While the Argentine experiment was brutally cut short by the military coup d'état in 1976, which sent most of its participants into either torture chambers or exile, manifestations of Third Cinema have subsequently sprouted in countries where "optimum" historical conditions for radical change have not been present (at least not on the same scale). Examples include films by Paul Leduc (b. 1942) and Mari Carmen de Lara (b. 1957) in Mexico, Marta Rodríguez in Colombia, Lino Brocka (1939–1991) and Kidlat Tahimik (b. 1942) in the Philippines, Isaac Julien (b. 1960) in Great Britain, Euzhan Palcy (b. 1958) in Martinique, Masato Harada (b. 1949) in Japan, Mrinal Sen (b. 1923), Girish Karnad (b. 1938), and Govind Nihalani (b. 1940) in India, Youssef Chahine (b. 1926) and Taufik Salih (b. 1927) in Egypt, and Med Hondo (b. 1936) in Mauritania. Solanas and Getino also did not rule out the possibility for Third Cinema to develop in the shadow of First Cinema, and their citation of US-based Newsreel's solidarity with Third World Liberation movements can be followed by mention of the early work of Wayne Wang (b. 1949), Lourdes Portillo, Christine Choy, Elia Suleiman (b. 1960), Haile Gerima (b. 1946), Pedro Rivera and Susan Zeig, among others.

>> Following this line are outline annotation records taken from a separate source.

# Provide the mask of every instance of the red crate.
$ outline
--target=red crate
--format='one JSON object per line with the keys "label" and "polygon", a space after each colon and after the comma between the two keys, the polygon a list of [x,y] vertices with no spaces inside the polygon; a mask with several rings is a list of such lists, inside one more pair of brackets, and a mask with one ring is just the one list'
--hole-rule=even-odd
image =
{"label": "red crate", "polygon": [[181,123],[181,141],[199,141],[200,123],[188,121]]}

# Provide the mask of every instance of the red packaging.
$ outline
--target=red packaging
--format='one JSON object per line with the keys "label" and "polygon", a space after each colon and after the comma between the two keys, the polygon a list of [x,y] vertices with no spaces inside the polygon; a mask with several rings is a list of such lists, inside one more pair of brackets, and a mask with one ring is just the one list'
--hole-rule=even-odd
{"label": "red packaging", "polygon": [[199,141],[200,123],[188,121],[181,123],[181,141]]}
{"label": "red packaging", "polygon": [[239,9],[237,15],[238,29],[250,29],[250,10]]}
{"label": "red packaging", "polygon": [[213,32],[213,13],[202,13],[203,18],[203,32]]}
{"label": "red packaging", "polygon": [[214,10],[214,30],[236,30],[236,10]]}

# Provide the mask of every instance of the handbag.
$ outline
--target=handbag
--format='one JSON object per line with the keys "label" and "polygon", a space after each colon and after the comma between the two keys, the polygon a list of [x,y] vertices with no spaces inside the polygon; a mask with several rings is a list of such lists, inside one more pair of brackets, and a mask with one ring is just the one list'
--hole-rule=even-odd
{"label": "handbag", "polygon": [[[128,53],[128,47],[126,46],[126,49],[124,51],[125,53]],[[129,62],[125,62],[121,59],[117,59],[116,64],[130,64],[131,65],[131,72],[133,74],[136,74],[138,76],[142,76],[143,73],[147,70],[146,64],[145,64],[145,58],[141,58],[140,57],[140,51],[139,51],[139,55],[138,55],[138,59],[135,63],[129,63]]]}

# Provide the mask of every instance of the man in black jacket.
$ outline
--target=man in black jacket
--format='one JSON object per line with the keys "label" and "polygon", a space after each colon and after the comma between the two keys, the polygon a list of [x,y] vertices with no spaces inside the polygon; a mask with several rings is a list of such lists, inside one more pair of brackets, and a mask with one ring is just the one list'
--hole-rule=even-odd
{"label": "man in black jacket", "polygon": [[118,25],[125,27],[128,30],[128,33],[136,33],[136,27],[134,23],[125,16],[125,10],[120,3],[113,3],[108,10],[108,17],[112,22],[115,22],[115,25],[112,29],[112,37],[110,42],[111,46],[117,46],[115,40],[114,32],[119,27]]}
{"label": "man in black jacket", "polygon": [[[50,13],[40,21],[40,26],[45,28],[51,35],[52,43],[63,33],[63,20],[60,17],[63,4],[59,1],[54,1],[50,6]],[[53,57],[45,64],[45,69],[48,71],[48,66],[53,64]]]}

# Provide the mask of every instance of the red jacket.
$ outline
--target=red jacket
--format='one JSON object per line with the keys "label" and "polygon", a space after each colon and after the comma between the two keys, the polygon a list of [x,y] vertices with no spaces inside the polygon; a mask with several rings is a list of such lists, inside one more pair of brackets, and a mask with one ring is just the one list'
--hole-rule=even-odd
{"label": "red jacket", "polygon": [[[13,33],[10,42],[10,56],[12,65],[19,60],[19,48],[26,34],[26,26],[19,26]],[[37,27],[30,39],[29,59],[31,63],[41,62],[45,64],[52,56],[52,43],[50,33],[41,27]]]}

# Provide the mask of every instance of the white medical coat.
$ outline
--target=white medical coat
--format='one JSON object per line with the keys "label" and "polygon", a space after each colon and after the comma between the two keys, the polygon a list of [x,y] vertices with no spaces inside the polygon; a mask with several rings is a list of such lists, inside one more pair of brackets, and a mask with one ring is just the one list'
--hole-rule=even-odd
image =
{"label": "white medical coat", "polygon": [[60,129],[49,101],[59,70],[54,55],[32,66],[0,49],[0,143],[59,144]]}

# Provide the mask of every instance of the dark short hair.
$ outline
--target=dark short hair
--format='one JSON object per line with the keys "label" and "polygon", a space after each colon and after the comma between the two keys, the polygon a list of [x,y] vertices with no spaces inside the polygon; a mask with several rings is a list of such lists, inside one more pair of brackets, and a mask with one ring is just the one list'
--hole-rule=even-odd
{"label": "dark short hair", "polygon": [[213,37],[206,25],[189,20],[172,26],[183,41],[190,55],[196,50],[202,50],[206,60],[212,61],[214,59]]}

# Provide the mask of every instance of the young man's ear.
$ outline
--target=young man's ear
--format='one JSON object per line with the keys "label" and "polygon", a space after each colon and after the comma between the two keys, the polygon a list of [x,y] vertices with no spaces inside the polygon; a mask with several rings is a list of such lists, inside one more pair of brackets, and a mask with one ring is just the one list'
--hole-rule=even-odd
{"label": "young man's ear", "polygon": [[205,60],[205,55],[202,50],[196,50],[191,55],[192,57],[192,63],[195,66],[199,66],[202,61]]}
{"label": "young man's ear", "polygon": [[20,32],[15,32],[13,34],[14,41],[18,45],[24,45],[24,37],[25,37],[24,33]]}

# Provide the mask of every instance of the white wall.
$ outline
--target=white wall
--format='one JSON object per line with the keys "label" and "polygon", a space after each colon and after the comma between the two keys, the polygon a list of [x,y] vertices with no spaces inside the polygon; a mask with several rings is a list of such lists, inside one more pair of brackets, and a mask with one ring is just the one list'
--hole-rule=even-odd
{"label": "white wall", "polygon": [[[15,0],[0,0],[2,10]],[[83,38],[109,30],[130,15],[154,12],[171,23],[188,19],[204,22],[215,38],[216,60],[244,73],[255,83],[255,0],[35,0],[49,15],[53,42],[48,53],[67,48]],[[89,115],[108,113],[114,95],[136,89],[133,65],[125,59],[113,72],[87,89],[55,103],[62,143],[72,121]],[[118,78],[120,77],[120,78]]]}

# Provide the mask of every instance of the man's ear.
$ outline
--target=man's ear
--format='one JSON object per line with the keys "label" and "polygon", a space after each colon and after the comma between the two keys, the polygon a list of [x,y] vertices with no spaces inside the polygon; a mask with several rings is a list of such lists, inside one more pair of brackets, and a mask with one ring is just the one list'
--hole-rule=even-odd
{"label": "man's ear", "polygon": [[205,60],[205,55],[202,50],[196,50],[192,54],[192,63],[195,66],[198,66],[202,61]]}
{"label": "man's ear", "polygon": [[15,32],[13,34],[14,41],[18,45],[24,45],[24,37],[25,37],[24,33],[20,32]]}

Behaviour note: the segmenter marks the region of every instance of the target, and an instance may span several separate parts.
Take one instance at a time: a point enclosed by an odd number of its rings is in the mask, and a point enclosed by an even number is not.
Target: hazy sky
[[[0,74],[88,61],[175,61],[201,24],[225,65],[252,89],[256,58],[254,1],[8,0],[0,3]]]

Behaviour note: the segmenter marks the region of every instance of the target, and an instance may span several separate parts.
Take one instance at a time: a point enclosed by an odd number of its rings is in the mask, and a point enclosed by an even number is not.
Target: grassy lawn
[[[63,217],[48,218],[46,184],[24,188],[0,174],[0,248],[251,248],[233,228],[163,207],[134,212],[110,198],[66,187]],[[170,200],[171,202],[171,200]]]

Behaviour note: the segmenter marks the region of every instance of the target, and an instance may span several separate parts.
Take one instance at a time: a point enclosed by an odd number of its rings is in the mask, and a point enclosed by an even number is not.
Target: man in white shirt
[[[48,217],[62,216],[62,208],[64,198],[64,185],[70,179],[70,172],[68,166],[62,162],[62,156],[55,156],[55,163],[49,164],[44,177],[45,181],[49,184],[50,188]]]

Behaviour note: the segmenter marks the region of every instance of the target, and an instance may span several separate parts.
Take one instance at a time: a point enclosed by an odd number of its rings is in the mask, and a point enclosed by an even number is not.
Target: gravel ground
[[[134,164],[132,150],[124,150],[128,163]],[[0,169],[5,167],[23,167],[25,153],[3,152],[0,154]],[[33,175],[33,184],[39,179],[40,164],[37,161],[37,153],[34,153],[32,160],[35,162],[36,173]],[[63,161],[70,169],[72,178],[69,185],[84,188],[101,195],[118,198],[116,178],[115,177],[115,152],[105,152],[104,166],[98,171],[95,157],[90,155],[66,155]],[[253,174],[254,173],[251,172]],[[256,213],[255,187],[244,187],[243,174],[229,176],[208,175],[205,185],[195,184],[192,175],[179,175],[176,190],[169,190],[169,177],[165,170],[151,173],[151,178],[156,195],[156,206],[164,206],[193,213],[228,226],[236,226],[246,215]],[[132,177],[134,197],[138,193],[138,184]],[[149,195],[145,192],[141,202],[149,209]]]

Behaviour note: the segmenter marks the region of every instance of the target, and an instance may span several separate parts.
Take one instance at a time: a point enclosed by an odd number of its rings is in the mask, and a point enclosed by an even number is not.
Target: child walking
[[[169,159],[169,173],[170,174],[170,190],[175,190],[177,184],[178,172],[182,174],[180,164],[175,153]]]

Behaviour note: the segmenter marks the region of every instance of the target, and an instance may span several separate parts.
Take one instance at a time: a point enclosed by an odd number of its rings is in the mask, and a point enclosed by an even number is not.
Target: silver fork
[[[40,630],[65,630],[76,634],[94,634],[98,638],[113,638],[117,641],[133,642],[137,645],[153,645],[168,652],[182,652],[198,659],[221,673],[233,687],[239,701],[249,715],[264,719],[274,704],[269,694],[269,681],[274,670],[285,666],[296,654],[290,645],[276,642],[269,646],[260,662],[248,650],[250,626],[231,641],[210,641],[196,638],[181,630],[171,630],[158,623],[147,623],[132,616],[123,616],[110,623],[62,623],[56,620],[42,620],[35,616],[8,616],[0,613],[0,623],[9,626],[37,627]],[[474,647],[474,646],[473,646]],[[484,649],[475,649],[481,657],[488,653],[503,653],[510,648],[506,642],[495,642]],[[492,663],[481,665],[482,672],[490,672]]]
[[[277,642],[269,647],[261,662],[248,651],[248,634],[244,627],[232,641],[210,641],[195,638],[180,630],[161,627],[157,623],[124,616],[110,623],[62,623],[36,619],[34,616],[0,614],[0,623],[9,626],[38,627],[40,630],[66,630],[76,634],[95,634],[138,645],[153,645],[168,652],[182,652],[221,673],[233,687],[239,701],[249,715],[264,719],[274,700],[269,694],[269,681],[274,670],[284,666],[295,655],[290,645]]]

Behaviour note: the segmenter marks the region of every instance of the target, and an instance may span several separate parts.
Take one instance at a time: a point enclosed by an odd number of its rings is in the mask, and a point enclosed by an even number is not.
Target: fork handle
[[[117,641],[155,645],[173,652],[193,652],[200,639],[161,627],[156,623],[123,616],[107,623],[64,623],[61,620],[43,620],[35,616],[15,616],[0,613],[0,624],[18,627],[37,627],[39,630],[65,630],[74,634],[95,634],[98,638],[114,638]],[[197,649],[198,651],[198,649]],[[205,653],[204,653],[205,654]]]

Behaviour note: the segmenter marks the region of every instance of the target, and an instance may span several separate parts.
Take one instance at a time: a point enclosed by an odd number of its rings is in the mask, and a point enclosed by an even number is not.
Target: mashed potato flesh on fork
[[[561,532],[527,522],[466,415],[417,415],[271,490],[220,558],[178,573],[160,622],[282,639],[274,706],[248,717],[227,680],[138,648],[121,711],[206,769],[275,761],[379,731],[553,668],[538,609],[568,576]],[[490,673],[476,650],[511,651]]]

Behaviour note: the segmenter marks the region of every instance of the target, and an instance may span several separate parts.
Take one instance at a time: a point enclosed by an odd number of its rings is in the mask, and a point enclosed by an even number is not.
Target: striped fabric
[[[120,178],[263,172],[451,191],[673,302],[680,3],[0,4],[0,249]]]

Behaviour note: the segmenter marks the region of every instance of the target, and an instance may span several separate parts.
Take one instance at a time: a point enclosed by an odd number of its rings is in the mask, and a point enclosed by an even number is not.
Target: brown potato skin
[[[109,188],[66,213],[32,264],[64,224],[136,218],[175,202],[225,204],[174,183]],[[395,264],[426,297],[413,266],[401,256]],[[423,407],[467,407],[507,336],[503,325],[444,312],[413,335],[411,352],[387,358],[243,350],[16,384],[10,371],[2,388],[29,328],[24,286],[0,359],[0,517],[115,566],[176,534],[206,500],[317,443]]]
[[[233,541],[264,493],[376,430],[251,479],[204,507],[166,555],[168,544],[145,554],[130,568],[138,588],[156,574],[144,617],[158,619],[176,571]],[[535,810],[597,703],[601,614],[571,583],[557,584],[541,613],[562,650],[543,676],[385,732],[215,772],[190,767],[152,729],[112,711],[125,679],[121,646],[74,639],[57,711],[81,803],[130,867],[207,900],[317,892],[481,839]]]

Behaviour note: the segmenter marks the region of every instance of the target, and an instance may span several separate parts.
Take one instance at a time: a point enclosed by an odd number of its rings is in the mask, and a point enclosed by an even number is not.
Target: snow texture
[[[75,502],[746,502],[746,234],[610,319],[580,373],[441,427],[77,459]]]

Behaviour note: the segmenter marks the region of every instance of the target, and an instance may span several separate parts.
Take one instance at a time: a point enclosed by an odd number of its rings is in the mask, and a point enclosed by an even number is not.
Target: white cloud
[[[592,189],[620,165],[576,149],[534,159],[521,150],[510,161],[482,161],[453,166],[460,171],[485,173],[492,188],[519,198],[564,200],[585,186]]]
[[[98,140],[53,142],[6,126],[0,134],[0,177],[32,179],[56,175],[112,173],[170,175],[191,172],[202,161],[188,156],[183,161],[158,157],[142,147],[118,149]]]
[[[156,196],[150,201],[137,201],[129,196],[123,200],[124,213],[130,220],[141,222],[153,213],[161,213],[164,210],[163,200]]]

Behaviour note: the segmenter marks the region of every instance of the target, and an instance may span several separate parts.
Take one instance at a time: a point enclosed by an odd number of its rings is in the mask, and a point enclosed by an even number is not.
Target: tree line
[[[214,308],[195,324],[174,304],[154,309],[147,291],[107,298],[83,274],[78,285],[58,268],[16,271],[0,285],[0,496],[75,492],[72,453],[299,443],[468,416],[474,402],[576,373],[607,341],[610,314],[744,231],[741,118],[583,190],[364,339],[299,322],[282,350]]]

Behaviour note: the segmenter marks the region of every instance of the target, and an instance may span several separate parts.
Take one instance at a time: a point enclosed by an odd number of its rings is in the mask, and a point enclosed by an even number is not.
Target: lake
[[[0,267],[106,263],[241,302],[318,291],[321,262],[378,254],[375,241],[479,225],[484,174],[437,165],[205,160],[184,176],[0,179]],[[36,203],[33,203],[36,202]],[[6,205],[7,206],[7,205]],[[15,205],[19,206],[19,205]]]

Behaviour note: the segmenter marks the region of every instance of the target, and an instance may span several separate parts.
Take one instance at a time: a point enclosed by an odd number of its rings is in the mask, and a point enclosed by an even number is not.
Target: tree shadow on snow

The theory of Third Cinema has been revisited and reworked, notably by Teshome Gabriel, who in his 1985 essay "Towards a Critical Theory of Third World Cinema" (Stam and Miller, Film and Theory , pp.298–316) developed an historical sequence of its development within a process of decolonization as well as a consideration of film aesthetics in relation to oral and print forms of communication. Also, Michael Martin in his Cinemas of the Black Diaspora has considered its points of intersection with black diasporic cinema, while cautioning against reductionism; Jim Pines and Paul Willemen in their Questions of Third Cinema have seen in Third Cinema a means of reinvigorating a sterile oppositional practice and aesthetic debate in the First World; and Ella Shohat and Robert Stam in their Unthinking Eurocentrism have expanded upon the elements of reflexivity and allegory in Third Cinema to describe a more comprehensive and flexible "Third Worldist" approach to filmmaking.